Out on the track a truck had already appeared and was dragging the dead horse down to the far end of the straight. In the small bett
ing ring the bookmakers were wiping tears from their cheeks: it was difficult to tell whether they were from laughter or for the dead horse. Malone presented Lisa’s ticket to a nuggety, walnut-faced man who could have been an ex-jockey. He was one of the game’s battlers, not one of your expensively-suited bookies who had the rails stands at Randwick and Flemington. He wore jeans, a turtlenecked sweater and a hat whose brim had been greased by years of thumbing. He had the sort of eyes that had never been innocent, he would have winked knowingly at his father the first time he had been put to his mother’s nipple.
He scrutinized the betting ticket, then Malone. “I don’t remember you, sport. Where’d you pick this up?”
Malone looked at the man’s name on the bag hanging like a leather sporran in front of him. “We haven’t met, Mr. Gissop. I’m Detective-Inspector Malone.”
Gissop’s face went pale under his deep tan. “Look, sport, I didn’t have nothing to do with that out there—” He nodded out towards the track. “I’d never kill a horse—Christ, I love „em like me own kids—”
“I’m from Homicide,” said Malone, enjoying every moment.
“Jesus, mate, look, I told you—You’re from what? Homicide? You’re investigating a dead horse?”
Malone laughed, let the bookie off the hook and collected Lisa’s winnings.

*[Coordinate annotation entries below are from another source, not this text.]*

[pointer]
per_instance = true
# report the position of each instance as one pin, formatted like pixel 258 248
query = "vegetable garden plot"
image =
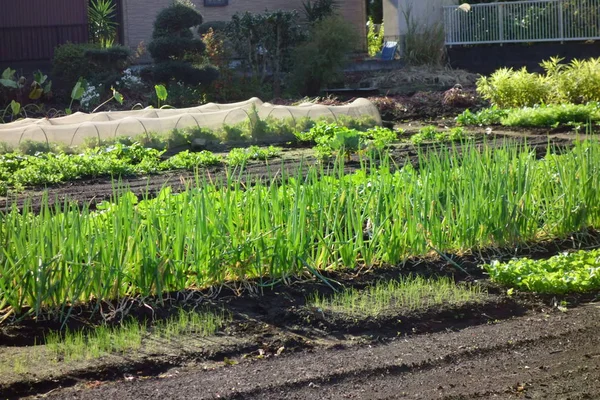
pixel 214 233
pixel 75 129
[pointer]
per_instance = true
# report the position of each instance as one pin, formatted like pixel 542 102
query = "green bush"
pixel 96 65
pixel 216 26
pixel 265 41
pixel 174 47
pixel 320 60
pixel 181 71
pixel 70 62
pixel 176 20
pixel 508 88
pixel 577 82
pixel 552 115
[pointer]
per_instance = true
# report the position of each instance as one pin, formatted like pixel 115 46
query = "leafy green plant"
pixel 499 196
pixel 431 134
pixel 487 116
pixel 70 63
pixel 161 93
pixel 320 60
pixel 564 273
pixel 508 88
pixel 553 115
pixel 577 82
pixel 239 156
pixel 374 38
pixel 265 41
pixel 188 160
pixel 103 28
pixel 424 42
pixel 76 94
pixel 550 116
pixel 176 53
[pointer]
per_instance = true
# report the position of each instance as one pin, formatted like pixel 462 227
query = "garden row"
pixel 67 255
pixel 35 164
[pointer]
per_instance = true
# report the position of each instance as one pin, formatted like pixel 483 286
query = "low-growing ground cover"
pixel 18 171
pixel 409 293
pixel 564 273
pixel 575 116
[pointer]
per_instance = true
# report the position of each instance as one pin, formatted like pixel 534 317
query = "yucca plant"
pixel 103 28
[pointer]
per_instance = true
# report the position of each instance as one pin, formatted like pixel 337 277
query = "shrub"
pixel 176 20
pixel 424 43
pixel 320 60
pixel 553 115
pixel 216 26
pixel 577 82
pixel 265 42
pixel 182 71
pixel 94 64
pixel 174 49
pixel 69 63
pixel 374 38
pixel 508 88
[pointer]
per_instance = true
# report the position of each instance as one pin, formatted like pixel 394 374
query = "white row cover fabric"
pixel 74 129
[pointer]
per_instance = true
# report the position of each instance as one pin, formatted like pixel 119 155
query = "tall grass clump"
pixel 478 197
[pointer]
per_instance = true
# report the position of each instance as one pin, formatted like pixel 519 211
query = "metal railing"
pixel 522 21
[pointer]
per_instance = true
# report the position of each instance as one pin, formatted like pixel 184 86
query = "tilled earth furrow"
pixel 503 360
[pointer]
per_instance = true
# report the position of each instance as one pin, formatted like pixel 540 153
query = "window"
pixel 215 3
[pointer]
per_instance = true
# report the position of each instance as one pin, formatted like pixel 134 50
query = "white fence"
pixel 522 21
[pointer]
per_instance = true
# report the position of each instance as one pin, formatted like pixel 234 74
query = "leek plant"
pixel 213 232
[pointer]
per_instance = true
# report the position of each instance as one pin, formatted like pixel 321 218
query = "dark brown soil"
pixel 551 355
pixel 92 191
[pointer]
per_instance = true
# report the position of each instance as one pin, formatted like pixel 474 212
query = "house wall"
pixel 139 16
pixel 30 30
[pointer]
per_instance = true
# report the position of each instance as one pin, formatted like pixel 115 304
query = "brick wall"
pixel 139 15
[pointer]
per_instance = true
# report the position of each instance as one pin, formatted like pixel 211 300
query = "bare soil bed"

He went back towards the grandstand feeling a little better. If he was still alive the day the world ended, he hoped he would find a laugh somewhere amongst all the wreckage.
He went up a different set of stairs, saw a vacant seat beside Dr. Bedi and dropped into it, taking off his hat. She smiled, her big dark eyes glistening with amusement. It struck him that she was one of the few people he had met since coming to Collamundra who looked totally relaxed.
“You’re always a gentleman, Inspector? Taking your hat off to a lady?”
“I always thought there was supposed to be more gentlemen in the bush than in the city.”
“Not around here. Not to me.” She was still smiling as if unperturbed by the lack of respect shown to her. “But then Indian men are no better. Worse, perhaps. Unless one is a rich old maharani—then they bow and scrape like men everywhere.”